Гладкий мех, некогда цвета вулканического стекла, потускнел и стал черно-матового оттенка, как будто он в охотку долго валялся в пыли. Толстый хвост-обрубок, словно обломился кончик. Шерсть в ушах угольно-черная, а вот усы белые, обломанные, асимметричные. Его единственный здоровый рыжевато-коричневый левый глаз поблескивает в темноте. Хотя брюшко отвисло и мешочком болтается между лап, тело поджарое, мускулистое и упругое, словно резиновое.
Крупный, размером с поросенка, тяжелый, под двадцать фунтов[14]
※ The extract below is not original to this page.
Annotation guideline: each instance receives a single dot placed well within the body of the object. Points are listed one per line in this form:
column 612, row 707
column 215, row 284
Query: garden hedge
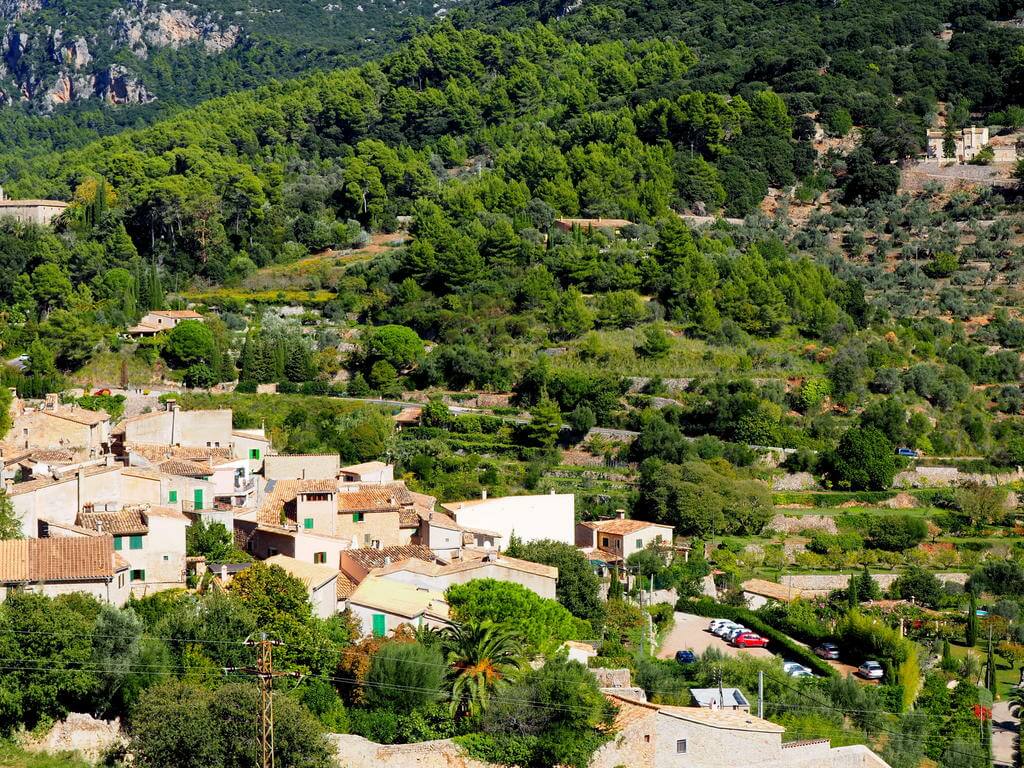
column 781, row 644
. Голова и лапы непропорционально большие, как и пенис, который в рабочем состоянии достигал нескольких дюймов и со своими множественными выступами, похожими на крючки, производил впечатление хватательного органа. Три лапы с толстыми подушечками – белые, а четвертая – черная. Когти все еще острые, но некоторые сломаны у основания. Кончик хвоста белый. Брюхо грязно-белое. Его беззвучное мяуканье больше походило на шипенье, при этом обнажались его пожелтевшие острые зубы. Иногда он встревоженно, с оттенком вопросительности издавал настойчивые звуки:Этот
Женщина обихаживала одноглазого со всем умением и терпением. На задней веранде выставила для него еду в двух тарелках – влажный и сухой корм, а также воду в большой пластмассовой миске, в которой (при желании) он мог вымыть лапы, усы и даже голову, что он и делал с удивительной опрятностью для такого уличного котища. Он часто испытывал жажду после очередной расправы с жертвой и ее солоноватой крови, но утолять ее не спешил. А вот на еду он набрасывался, даже не будучи голодным, и ел, пока живот не отвисал; это не было признаком беспечной неразборчивости, просто срабатывал инстинкт.
Наевшись, напившись и хорошо вымывшись, он обычно уходил к речке, чтобы отоспаться в зарослях, но иногда, проявляя бесстрашие, делал это в кустах рядом с домом, а со временем, окончательно осмелев, стал засыпать на веранде, но при первой же опасности, едва заслышав шаги, мигом улепетывал.
Постепенно одноглазый позволил женщине подходить к нему. Держался он царственно и скептически. Он был не из пугливых созданий, «впадающих в беспамятство» из-за пустяков, он не съеживался, не скалил зубы, предупреждающе не шипел. Он сразу давал понять о своем бесстрашии: шерсть на загривке вставала дыбом, отчего он становился еще больше. Его желтовато-коричневый глаз светился и всегда был настороже. В любой момент мог раздаться горловой рык, который он (кажется) не контролировал, но нередко вместо этого раздавалось почти неслышное
– Ксс! Ксс!
Ее тихий зов пробуждал в нем смутные воспоминания, когда он еще доверял существам вроде нее. Его мохнатое тело дрожало при мысли о ласковой руке. Он пребывал в нерешительности. Женщина понимала, что лучше не растревоживать его ласками, и ее уважительная отстраненность чем-то напоминала его собственную.
И вот однажды, после нескольких недель обихаживания, одноглазый позволил женщине слегка прикоснуться к своей голове. Тело задрожало, короткий хвост дернулся, но кот не зашипел. Не оскалился, обнажив пожелтевшие зубы, не выпустил в ее сторону острые когти. Он выстоял, не убежал.
Не в тот день, но вскоре он начал мурчать. Женщина была по-настоящему тронута. Она уже почти решилась на то, чтобы пригласить одноглазого кота в дом.
Дразнилка
Много лет назад, когда дети были еще маленькими и доверчивыми, отец придумал для них дразнилку.
– Когда я умру… а это, ребятки, будет еще очень не скоро… я последую примеру великого Гудини.
– А что он такое сделал? – хором спрашивали они.
– Гудини пообещал: если существует загробная жизнь, то он оттуда сбежит и вернется в этот мир, чтобы люди узнали о существовании жизни после смерти.
– И что? Он вернулся?
Уайти добродушно над ними посмеивался.
– Нет, ребята. Гудини не вернулся. Он умер, и на этом все закончилось.
– А кто такой Гудини? – спрашивали они его напоследок.
Ярость
Мрачная Беверли звонит сестре.
Ярость закипает в ней не хуже, чем в чертовой стиральной машине в подвале дома. Ко рту подступает тягучая черная желчь.